Были миллионы лет эволюции. Были поколения предков. Было отложенное яйцо, высиживающая мать, выкармливание в гнезде, растущие перья, первый полет, потом кто там знает что еще, а потом — цап! Мелькнул силуэт, невидимый против солнца, сомкнулись ястребиные когти, екнуло последний раз воробьиное сердце, и «кутарды»: начался переход биомассы и энергии с одного трофического уровня на другой…

Два других тювика мотаются в воздухе, как прежде, но через две минуты один из них пошел в атаку точно по той же траектории, что и первый, тоже пикируя со стороны солнца. Притормозил у выступающей скалы, мгновенно подвергся жесточайшей крикливой атаке скалистой ласточки, ускорил полет и в завершающем броске нырнул в кусты. Чем кончилось — не видел.

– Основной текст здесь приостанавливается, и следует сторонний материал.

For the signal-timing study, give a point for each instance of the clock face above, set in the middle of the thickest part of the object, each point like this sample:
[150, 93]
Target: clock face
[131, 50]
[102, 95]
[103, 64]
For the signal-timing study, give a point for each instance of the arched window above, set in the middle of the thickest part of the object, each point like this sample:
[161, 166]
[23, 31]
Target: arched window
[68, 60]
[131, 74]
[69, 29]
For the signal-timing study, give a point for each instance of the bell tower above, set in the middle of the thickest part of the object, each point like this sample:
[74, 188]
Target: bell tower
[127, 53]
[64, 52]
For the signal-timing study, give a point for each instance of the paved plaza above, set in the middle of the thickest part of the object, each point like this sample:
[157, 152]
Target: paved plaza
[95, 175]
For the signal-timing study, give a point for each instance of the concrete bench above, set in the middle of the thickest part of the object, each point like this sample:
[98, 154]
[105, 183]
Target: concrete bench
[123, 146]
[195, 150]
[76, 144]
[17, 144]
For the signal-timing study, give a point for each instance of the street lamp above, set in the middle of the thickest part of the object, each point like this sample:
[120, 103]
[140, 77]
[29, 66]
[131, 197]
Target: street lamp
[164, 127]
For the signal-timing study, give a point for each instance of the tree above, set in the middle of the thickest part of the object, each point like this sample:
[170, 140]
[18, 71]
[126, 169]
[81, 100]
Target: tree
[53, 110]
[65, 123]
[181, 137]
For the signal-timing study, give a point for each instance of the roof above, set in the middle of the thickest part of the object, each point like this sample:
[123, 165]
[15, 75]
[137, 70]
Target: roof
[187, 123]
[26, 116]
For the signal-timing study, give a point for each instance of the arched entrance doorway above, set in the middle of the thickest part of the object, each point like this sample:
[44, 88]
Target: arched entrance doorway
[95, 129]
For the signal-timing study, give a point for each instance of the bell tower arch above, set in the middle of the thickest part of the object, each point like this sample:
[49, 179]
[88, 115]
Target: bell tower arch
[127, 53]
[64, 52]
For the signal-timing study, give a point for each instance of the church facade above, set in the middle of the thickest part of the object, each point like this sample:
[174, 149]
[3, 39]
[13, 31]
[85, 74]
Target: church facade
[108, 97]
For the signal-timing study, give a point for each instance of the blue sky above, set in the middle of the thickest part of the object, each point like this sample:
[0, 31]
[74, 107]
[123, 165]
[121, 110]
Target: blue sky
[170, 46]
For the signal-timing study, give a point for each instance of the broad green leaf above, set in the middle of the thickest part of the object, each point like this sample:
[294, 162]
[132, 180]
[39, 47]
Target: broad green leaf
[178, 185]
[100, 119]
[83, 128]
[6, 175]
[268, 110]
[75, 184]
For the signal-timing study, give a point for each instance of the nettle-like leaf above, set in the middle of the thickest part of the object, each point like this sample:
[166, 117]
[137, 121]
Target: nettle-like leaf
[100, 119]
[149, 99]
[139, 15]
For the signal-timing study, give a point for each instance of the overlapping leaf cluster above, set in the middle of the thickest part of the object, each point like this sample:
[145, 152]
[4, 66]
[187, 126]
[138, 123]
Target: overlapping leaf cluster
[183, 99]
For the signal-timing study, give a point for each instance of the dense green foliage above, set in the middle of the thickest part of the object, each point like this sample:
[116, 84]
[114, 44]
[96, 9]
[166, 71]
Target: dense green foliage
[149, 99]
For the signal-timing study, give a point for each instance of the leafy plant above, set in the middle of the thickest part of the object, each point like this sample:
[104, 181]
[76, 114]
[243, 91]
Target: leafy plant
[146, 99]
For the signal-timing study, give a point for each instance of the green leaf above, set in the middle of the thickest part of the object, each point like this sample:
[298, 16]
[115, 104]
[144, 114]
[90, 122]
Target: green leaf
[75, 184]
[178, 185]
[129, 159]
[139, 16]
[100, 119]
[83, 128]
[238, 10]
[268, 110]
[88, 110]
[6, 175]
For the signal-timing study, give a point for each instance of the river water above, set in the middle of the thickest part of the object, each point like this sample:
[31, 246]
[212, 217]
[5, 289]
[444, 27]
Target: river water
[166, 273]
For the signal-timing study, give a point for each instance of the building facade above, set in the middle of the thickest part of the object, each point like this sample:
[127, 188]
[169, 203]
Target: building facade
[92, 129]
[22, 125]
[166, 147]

Круто. Вот и думай теперь: залет на жертву от солнца — это охотничий опыт или наследственность?»

Что-то с фонарями

Много странного еще довелось увидеть визирям…

(Хорасанская сказка)


«26 мая. …Роман прислал письмо с рисунком и описанием птицы, заинтриговавшей всех сотрудников, одновременно наблюдавших ее во время общего выезда в поле. Среднего размера хищник, у которого на кистевых сгибах прямо как светятся яркие белые «фонари». Никто из присутствовавших никогда такого не видел. Мнения разделились вплоть до гипотез, уж не метки ли это какие.

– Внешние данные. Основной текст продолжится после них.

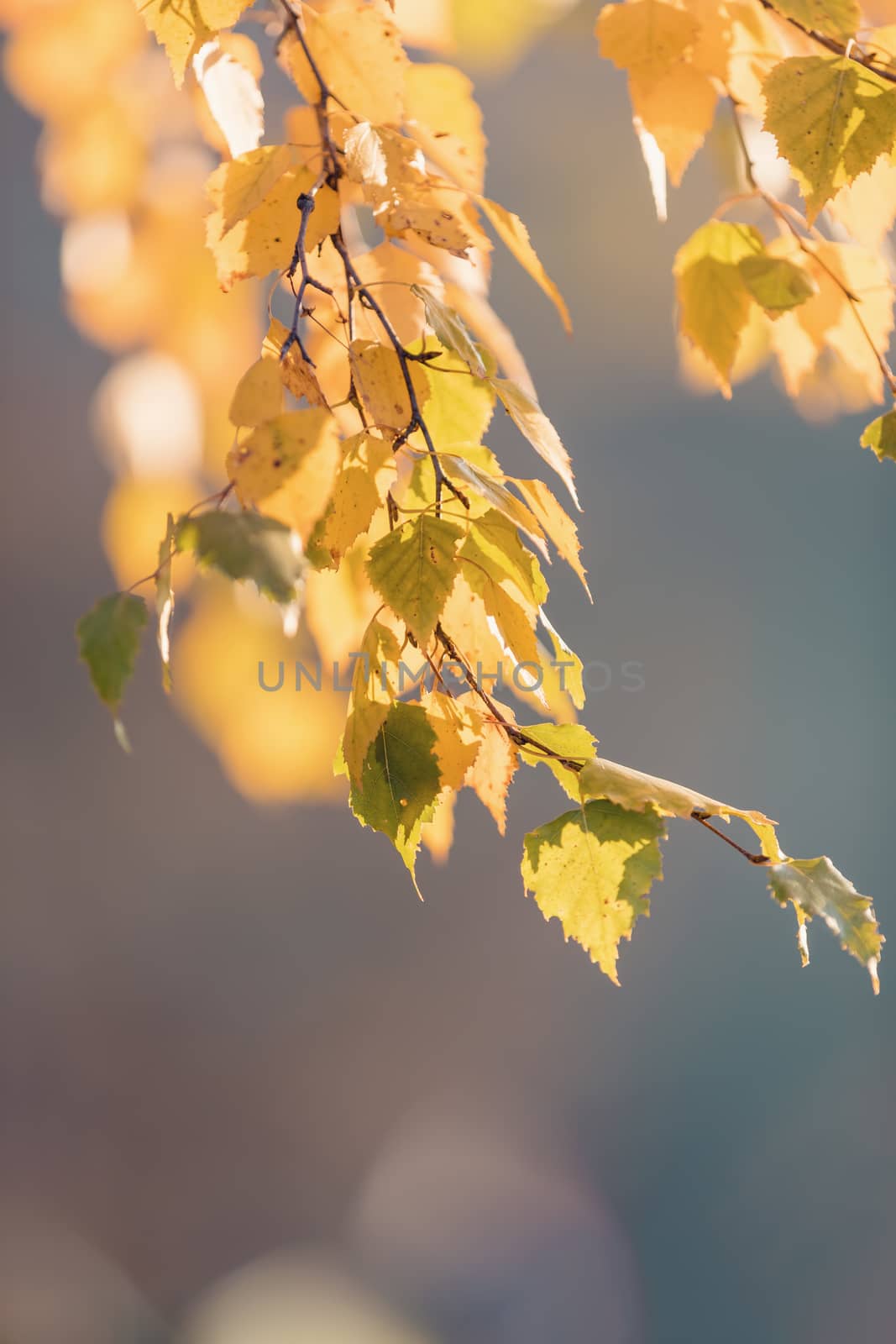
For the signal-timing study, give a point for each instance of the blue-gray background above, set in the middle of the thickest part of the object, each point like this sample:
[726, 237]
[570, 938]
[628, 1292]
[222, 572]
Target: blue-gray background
[230, 1032]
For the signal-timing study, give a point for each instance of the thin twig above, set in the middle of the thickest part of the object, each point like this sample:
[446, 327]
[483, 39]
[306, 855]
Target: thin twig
[849, 50]
[786, 214]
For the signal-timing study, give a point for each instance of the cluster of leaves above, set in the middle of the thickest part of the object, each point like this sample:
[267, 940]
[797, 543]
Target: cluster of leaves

Отличное сравнение: «фонари»; точно такое же впечатление было и у меня, когда впервые увидел. Это орел-карлик с его белыми кроющими на кромках крыльев».

Ода шляпе

С большой осторожностью он замотал ожерелье в свою чалму, и тотчас расцвел весь край, и земля его снова стала благодатной и плодоносной…

(Хорасанская сказка)


«29 мая. Здорóво, Маркыч!

…Начиная очкариком-юннатом в средней полосе, я всегда предпочитал в поле бейсбольные или иностранные военные кепки: длинный козырек защищает очки от дождя. Но южное солнце постепенно привило мне уважение к шляпе. Когда-то и представить себе не мог, что надену шляпу.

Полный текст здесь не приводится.